By contrast, the Greens, and the teal independents, such as David Pocock, are better and calmer in describing the problem, in putting into the public square their views on how it is best addressed, and in criticising the measures proposed by Labor. This will usually include claims that the government is not spending enough money on the problem. That’s a populist refrain given that the Greens do not have to juggle the whole Budget. But in many cases the Greens critique is principled, and better calculated to appeal to key constituencies than piecemeal Labor measures. Voters concerned by their incapacity to buy housing, for example, might well acknowledge that Labor has announced policies spending many billions to alleviate the problem. But they are entitled to wonder whether these measures have actually reduced the size of a problem growing inexorably bigger each year or have made any serious difference to the building labour force (at least 50,000 to 100,000 people short and unable to be reduced with immigration). Or to the supply of land, and the balance of new developments containing affordable housing.
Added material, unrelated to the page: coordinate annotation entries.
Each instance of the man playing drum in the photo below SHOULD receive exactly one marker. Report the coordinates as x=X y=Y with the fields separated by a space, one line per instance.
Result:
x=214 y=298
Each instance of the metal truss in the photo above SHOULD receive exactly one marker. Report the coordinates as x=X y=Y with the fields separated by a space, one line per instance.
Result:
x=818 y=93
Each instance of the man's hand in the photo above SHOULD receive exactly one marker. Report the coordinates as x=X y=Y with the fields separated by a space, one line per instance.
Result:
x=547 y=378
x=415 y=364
A smug and comfortable party needs a lot more desperation and humility

The Greens, in short, have the appearance of having a better understanding of the problem, and see the issues from the point of view of those suffering, rather than a whole-of-government position. To Labor chagrin, they are explicitly positing themselves as the party of the renting class. By definition that reinforces their appeal to younger voters and runs the risk of painting Labor as a party of the comfortably housed, unwilling to take any step which might depress the value of their home.

I am not necessarily adopting the Greens position by comparison with that of Labor. Labor has the advantage of incumbency and access to public service advice. The Greens sometimes seem proudly an amateur show, purist and uncorrupted by the many accommodations and compromises any governing party must make to survive.
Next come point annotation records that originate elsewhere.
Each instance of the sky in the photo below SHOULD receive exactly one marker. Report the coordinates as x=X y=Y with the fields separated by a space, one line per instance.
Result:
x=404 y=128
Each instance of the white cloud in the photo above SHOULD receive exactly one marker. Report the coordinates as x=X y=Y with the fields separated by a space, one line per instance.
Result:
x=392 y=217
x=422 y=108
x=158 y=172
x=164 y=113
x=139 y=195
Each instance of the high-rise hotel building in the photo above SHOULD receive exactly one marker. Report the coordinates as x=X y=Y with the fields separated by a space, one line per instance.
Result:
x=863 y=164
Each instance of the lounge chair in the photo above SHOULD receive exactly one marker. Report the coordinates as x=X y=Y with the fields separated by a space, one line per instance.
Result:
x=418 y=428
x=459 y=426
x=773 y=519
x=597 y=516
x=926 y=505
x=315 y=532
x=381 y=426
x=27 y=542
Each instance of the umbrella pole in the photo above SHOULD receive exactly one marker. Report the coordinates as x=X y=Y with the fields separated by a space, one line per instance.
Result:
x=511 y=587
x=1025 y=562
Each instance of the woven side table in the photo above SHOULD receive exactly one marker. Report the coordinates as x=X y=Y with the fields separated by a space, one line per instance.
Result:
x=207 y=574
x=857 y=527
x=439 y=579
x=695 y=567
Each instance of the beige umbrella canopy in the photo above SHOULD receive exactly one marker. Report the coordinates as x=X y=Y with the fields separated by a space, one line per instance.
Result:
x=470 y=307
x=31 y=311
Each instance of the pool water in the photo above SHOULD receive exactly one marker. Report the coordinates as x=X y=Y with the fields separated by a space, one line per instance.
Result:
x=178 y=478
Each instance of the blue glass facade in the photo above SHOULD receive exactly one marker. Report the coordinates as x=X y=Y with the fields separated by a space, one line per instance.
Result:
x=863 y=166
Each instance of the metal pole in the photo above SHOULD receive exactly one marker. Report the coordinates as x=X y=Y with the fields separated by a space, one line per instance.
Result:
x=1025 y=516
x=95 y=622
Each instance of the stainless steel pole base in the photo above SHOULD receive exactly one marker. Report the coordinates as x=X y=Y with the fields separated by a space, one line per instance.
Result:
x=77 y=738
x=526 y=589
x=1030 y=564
The Greens, addressing their constituencies, are doing a better job of explaining and arguing their position, both to the general public and to the potential voters they are addressing. They often positively benefit from the disdain of commentators who take seriously only the big political players. Some Greens constituencies were once core Labor constituencies. Labor’s inability to take these constituencies for granted are not mere results of faults of style or good public relations tactics. They ae products of the compulsive secrecy of party councils, the leader’s unwillingness to explain, and sell, his strategies, and to describe how they tie in with other party policies and programs. Labor is also handicapped by a public perception, by no means unjustified, that Labor gives privileged access to big lobbies and only grudging access to members of the public and their representatives, and that they have already, only three years in, become all too comfortable with the perks and trappings of office.

Being in government is a privilege held on leasehold rather than freehold. The lease comes up for review every three years and Labor strategists would be mad to think that some automatic tick is in prospect. It’s time they got serious.